Por supuesto, “Incubation” le viene como anillo al dedo a Ostgut Ton: es la clase de disco que, bajo una apariencia solemne e insobornable, nos da (gratamente) el cambiazo por un artefacto retro. Para Function, esto significa una especie de regreso al punto en el que tuvo que tomar su primera decisión y optar por un camino; sería el disco que hubiera grabado de haber empezado a publicar su material en Soma, en vez de en Downwards.
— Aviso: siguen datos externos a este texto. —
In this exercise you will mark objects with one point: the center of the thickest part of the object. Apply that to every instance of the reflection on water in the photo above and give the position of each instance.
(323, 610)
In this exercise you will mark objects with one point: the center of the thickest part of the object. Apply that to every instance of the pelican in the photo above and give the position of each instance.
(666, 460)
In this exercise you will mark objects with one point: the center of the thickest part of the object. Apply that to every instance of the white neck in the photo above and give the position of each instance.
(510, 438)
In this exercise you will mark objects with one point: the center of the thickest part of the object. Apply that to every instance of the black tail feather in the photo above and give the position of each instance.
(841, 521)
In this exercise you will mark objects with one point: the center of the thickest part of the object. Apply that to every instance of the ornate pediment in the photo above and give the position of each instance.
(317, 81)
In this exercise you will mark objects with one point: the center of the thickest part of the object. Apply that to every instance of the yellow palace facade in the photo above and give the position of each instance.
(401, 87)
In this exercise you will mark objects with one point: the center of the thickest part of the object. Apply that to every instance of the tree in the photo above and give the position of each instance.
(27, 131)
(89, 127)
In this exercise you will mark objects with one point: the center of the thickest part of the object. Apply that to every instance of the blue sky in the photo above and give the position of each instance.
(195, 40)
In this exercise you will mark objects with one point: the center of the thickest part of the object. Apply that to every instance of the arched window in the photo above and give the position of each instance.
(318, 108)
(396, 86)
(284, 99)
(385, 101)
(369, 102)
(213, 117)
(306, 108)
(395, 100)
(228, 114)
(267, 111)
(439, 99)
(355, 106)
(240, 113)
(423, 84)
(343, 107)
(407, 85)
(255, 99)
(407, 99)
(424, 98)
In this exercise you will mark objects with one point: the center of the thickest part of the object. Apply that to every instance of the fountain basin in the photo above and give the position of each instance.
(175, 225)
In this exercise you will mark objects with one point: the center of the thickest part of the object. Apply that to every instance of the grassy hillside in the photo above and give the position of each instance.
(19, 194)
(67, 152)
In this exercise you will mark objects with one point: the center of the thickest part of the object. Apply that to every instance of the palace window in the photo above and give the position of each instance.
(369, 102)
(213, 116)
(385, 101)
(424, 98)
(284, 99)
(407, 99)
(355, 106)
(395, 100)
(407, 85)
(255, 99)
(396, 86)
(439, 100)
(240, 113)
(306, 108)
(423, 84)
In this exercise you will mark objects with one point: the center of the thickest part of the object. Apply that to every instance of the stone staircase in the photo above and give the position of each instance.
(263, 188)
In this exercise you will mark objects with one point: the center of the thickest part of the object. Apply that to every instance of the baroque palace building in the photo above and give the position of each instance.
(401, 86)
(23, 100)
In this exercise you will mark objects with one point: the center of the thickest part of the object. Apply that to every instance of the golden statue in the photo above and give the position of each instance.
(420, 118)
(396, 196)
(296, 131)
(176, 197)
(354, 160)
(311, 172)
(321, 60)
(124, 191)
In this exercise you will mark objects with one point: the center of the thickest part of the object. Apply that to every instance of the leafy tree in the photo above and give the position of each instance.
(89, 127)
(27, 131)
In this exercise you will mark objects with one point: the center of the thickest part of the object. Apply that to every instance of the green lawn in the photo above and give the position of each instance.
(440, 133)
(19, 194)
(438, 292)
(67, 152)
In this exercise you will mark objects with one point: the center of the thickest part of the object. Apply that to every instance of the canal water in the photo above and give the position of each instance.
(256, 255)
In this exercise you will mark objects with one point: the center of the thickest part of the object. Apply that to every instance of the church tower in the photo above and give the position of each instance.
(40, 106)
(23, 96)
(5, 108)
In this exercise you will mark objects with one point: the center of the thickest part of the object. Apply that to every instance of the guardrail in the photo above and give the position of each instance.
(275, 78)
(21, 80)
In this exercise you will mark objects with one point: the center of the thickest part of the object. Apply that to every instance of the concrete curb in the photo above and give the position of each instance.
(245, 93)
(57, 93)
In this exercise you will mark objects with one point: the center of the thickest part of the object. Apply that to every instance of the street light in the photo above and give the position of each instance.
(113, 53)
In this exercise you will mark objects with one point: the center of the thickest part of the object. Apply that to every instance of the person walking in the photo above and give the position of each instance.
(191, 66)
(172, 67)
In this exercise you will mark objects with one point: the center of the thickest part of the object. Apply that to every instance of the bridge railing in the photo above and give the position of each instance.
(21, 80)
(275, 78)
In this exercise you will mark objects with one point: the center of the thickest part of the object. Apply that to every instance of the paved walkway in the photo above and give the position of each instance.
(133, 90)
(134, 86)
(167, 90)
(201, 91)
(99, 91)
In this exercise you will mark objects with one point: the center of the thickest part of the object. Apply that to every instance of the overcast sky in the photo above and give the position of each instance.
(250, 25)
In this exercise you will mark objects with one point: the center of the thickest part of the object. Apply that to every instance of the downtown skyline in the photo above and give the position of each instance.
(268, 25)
El comienzo del viaje, pulsante, espacioso y con tinte de misterio ( “Voiceprint”), es un back to basics que remite a la etapa 1993-1996 de R&S, o a sellos de la misma época –y todavía más obsesionados con Detroit– como Peacefrog: ahí están los bajos retumbantes, los ecos profundos y la línea pseudo-ácida de “Against The Wall”, que parece salida de un disco primitivo de Planetary Assault Systems, o la muy Sun Electric “Inter (Album Version)”, donde se nota la huella del productor asistente Tobias Freund –dos nombres estos últimos que, además, están asociados a Ostgut Ton y que no aparecen aquí por casualidad–. Hay instantes de ebullición y actividad volcánica, no cabe duda – “Incubation (Ritual)”, que se acerca otra vez a Jeff Mills, y “Psychic Warfare”, con una línea ácida que cita a Joey Beltram–, pero lo que prevalece en este álbum es la observación de un campo amplio y conocido en el que, a pesar de su amplitud, Function no ha tenido miedo en adentrarse. En comparación, “Feed-Forward” (2010), el álbum de Sandwell District, sí que remitía de manera intensa a un presente turbulento. “Incubation”, en cambio, es una maniobra hábil para huir de la realidad y refugiarse en el pasado: nada reprochable para quienes todavía le tenemos cariño a la vieja escuela, aunque siendo Sumner quien es, y sabiendo lo que es capaz de hacer, no le hubiera sentado mal un poco más de rabia y un poco menos de enciclopedismo.